Jeroen van der Heijden*

*Corresponding author for this work

    Research output: Contribution to journalArticlepeer-review

    8 Citations (Scopus)

    Abstract

    Voluntary programs have rapidly become a means for the public, private, and third sectors to regulate and govern complex societal problems. Following the rapid and widespread emergence of these programs, scholars have been active in mapping, exploring, and interrogating their design and performance. Considerable advances have been made in describing program design and context conditions, and the actors involved in the voluntary program that relate to program performance. Less is known, however, about how these conditions affect program performance. Starting with one of the dominant theories on voluntary programs, the club theory perspective, this article seeks to understand how different program design conditions interact to affect the performance of 26 voluntary programs for low carbon building and city development in Australia, the Netherlands, and the United States.
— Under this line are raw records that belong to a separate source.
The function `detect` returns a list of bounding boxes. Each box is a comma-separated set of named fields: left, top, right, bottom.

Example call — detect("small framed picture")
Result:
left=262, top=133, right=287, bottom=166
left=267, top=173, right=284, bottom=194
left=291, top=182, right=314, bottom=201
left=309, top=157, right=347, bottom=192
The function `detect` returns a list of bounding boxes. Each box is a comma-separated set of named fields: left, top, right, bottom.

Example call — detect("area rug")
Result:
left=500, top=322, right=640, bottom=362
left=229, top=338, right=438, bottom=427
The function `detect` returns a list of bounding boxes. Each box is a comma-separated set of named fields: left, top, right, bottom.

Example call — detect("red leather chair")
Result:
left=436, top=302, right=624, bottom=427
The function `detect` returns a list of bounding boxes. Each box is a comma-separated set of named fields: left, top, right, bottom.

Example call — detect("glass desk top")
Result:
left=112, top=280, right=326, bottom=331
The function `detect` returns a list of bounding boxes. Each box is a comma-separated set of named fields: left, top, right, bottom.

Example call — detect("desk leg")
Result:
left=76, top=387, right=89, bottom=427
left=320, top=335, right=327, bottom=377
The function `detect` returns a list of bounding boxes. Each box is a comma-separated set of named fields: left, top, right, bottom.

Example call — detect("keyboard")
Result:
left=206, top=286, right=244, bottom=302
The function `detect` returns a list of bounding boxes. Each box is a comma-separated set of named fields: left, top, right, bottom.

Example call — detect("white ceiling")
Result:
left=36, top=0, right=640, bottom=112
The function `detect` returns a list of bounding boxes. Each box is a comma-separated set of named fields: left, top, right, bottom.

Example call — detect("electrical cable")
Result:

Applying qualitative comparative analysis, the study finds that the club theory perspective has limited explanatory power for this specific set of cases. Iterative rounds of analysis indicate that a diffusion network perspective is the best complementary perspective for explaining the performance of this set of programs. The article concludes that, in situations of a non-homogeneous market of voluntary program participants, a focus on the programs’ diffusion networks helps to explain their performance. This has implications for the design and implementation of such programs.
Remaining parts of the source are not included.